Their prayers were answered when Sister Doxey received a phone call from a cousin in Las Vegas. “I have a family for you, a family of five children,” he said. The five children, whose ages ranged from three to eight, had lost their parents and been put into the state’s care.

She traveled to Las Vegas to meet the welfare workers and children. “I just prayed that I could become a mom to them,” she said.

A week later, Brother and Sister Doxey welcomed the children into their family. “There is no doubt in my mind that these children were meant to come to our home,” Sister Doxey said. She taught two more years at her preschool—with five new students—then stopped to become a full-time mother.
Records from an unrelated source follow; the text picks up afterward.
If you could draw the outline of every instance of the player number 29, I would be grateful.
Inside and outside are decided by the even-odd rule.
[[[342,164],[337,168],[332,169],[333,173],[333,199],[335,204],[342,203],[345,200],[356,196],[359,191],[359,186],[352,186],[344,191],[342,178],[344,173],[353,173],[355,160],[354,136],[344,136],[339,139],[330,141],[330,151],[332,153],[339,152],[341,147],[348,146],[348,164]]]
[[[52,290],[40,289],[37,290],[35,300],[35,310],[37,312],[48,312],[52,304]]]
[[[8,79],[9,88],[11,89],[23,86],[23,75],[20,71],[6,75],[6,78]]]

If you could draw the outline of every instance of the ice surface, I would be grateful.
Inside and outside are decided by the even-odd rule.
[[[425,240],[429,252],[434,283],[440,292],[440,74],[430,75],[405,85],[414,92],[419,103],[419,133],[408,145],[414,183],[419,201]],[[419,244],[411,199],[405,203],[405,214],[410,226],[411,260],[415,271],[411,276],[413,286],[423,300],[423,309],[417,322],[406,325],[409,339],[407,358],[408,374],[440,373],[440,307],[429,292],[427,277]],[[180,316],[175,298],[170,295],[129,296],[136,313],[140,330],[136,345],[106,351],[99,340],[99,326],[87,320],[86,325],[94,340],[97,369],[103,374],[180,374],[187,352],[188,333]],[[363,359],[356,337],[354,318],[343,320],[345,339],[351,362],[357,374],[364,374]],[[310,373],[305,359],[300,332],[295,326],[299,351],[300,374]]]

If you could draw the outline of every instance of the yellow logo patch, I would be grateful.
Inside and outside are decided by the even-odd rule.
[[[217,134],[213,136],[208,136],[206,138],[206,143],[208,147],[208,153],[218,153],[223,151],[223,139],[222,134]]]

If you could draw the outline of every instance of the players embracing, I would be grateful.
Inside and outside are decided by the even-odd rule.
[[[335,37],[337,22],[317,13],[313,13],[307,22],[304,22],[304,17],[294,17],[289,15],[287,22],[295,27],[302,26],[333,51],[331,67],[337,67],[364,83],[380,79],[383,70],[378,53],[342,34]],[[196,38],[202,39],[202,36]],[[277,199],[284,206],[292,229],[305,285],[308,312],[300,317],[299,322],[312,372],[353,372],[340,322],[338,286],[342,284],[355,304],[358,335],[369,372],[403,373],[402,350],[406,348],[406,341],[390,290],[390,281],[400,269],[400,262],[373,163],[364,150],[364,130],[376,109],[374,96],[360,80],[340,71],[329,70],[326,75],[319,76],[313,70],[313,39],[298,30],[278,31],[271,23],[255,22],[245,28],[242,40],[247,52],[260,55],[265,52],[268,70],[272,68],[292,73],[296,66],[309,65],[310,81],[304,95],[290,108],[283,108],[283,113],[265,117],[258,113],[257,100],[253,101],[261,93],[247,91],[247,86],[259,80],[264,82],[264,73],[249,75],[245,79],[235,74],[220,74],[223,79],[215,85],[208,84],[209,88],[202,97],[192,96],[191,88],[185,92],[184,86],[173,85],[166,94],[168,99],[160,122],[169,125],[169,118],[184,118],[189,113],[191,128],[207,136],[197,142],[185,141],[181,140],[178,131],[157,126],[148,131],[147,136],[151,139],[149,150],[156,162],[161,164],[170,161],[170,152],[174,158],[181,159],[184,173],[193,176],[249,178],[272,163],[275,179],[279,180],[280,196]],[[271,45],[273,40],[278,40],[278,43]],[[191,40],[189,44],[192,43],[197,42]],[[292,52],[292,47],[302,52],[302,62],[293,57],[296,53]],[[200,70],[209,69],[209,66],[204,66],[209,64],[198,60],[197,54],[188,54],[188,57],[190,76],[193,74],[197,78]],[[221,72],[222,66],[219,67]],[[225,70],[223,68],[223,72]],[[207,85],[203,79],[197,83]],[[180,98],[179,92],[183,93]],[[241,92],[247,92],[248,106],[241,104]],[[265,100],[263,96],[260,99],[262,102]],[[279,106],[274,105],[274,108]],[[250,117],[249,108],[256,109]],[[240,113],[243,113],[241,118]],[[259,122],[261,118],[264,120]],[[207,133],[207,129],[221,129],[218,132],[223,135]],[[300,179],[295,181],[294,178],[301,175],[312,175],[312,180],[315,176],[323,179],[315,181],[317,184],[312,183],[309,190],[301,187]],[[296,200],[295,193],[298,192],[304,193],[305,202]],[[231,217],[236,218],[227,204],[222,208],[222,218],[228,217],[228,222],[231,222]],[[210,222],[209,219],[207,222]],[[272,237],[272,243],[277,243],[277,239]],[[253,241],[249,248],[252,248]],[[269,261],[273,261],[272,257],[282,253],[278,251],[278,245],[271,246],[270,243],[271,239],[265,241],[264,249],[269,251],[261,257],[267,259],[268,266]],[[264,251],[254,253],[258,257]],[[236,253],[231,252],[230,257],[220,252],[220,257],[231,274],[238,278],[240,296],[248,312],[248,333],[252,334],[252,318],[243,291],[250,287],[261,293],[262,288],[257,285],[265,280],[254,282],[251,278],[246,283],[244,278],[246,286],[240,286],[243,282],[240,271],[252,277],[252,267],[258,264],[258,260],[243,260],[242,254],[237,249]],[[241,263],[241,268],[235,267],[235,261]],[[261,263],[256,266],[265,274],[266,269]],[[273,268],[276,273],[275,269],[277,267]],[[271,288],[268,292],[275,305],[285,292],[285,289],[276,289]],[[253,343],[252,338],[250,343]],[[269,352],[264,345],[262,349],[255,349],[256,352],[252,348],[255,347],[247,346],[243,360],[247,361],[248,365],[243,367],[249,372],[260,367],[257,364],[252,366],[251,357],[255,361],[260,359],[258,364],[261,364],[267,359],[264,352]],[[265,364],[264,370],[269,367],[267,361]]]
“Like every family, we’ve had challenges we’ve had to face,” Sister Doxey said. During hard times, she was grateful for her experience as a teacher. It prepared her to educate her own children. “I gave seminary lessons to my kids before they went to school.”

Wanting to do something special for her seminary students in Hawaii, Sister Doxey wrote a 10-act musical pageant based on the Book of Mormon. The pageant has been performed in Chicago, Mexico City, several times in Phoenix, and was even translated into Portuguese to be performed in Curitiba, Brazil.

Miraculously, Sister Doxey’s husband received a kidney from their son-in-law. Brother Doxey has had the kidney for 11 years.

As the 2015 Arizona State Mother of the Year for American Mothers Inc., Sister Doxey is grateful to be a parent. “Children are the most wonderful thing in the world to have,” she said.